Tested on these tests:

['apple', 'banana', 'apple', 'mango', 'banana']
['hello', 'world', 'hello']'world'
['hello', 'world', 'hello', 'world']
[]
['apple', 'banana', 'apple', 'kiwi', 'banana', 'kiwi']
['apple', 'berry', 'berry', 'coke', 'coke']
['apple', 'berry', 'berry', 'coke', 'mango', 'coke']
['apple', 'berry', 'berry', 'berry', 'coke', 'mango', 'coke']

Answer 6

order matters, frequency matters.

In your solution, even though you have a set, you are not keeping track if it was seen more than twice or whatever, I didn't check your code that much.

take a look at my solution that is O(n) without using anything but a dict.

def find_unique_string(str_list):
  print(str_list)

  buckets = {} # {word: (freq, first_time)}
  i = 0
  for word in str_list:
      if buckets.get(word):
          buckets[word] = (buckets[word][0] +1, buckets[word][1]) # increment freq but keep first time seen
      else:
          buckets[word] = (1, i)

      i += 1

  print(buckets)

  word = ('', 0) # (word, last_time)
  for key, value in buckets.items():
      # value = (freq, first_time)
      if (value[0] != 1):
          continue

      if (value[1] > word[1]):
          word = (key, word[1])

  return word[0]

print(find_unique_string(['apple', 'banana', 'apple', 'mango', 'banana']))  # It should print: 'mango'
print(find_unique_string(['hello', 'world', 'hello']))  # It should print: 'world'
print(find_unique_string(['hello', 'world', 'hello', 'world']))  # It should print: ''
print(find_unique_string([]))  # It should print: ''
print(find_unique_string(['apple', 'banana', 'apple', 'kiwi', 'banana', 'kiwi'])) # it should print ''

I have kept the prints so it is easy to follow. Let me know if you have any questions

Answer 7

From Version 3.7 of Python, Dictionaries are ordered.
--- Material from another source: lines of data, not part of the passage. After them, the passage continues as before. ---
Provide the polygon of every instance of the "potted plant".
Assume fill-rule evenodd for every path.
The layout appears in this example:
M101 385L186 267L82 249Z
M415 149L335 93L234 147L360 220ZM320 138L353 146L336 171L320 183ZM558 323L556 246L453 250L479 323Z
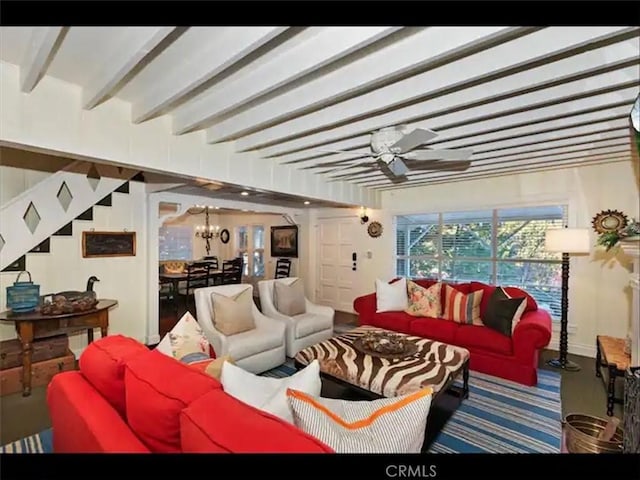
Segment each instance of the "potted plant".
M640 222L637 220L631 220L631 222L619 230L602 233L598 237L597 244L604 246L608 252L618 245L618 243L629 240L640 240Z

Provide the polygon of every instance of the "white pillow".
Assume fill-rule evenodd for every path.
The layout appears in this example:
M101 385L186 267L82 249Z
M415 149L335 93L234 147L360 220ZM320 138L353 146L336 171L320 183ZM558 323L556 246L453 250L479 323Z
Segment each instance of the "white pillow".
M376 279L376 313L397 312L409 308L407 279L387 283Z
M293 423L293 413L287 401L287 389L293 388L317 396L322 388L320 364L317 360L285 378L261 377L224 362L220 383L223 390L232 397L289 423Z
M431 388L378 400L338 400L287 391L295 425L336 453L420 453Z
M203 353L208 357L209 341L200 324L187 312L162 338L155 349L178 360L192 353Z

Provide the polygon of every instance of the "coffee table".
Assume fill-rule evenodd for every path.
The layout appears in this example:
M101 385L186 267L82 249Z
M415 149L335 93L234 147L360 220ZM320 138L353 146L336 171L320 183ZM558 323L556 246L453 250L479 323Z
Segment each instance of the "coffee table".
M405 358L381 358L363 353L354 340L367 332L390 332L382 328L361 326L342 335L299 351L294 360L303 368L313 360L320 363L324 378L354 389L370 398L395 397L425 387L433 389L433 401L445 391L461 399L469 396L469 351L465 348L399 334L415 342L417 352ZM461 388L454 381L462 376Z

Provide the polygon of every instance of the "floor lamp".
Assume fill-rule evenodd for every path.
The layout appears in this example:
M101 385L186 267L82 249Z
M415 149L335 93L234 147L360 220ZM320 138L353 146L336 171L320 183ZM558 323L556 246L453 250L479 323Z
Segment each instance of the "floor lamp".
M561 368L570 372L577 372L580 366L567 359L569 346L568 339L568 312L569 312L569 254L589 253L591 242L589 230L586 228L557 228L545 232L545 250L547 252L562 253L562 299L560 301L560 356L549 360L547 365Z

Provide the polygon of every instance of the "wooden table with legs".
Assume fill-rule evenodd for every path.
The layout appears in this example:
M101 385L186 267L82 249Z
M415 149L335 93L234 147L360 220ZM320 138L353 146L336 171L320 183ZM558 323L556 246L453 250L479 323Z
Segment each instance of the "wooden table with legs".
M0 321L14 323L22 344L22 396L31 395L31 356L34 340L86 330L87 342L91 343L94 328L99 328L100 335L106 337L109 329L109 309L117 304L117 300L100 300L91 310L63 315L42 315L39 312L13 313L11 310L0 313Z
M629 368L631 358L624 352L625 341L623 338L598 335L596 341L596 377L602 377L602 368L607 369L607 415L613 415L615 403L624 404L624 399L615 396L616 378L624 377L624 372Z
We can use this Fact to complete the Program in O(n) time.

ls = ['apple', 'banana', 'apple', 'mango', 'banana'] # Set this list as whatever you want
frequency = {}
for l in ls:
    frequency[l] = frequency.get(l, 0) + 1

uniqueFruit = ''
for key, value in frequency.items():
    if value == 1:
        uniqueFruit = key
print(uniqueFruit)

Answer 8

If you wanted to do this without any supporting modules then:

ls = ['apple', 'banana', 'apple', 'mango', 'banana']

d = dict()

for w in ls:
    d[w] = d.get(w, 0) + 1

for k, v in reversed(d.items()):
    if v == 1:
        print(k)
        break
else:
    print("No unique values found")

This builds a dictionary where the keys are the words from the list and the associated values are a count of the number of occurrences of that word. (One would usually use Counter for this)

We can take advantage of the fact that the dictionary key order is retained in current Python. Therefore, if we examine the key/value pairs in reverse then the first value equal to 1 is what we're looking for.

As a general solution we need to allow for the fact that there may not be any unique words in the list.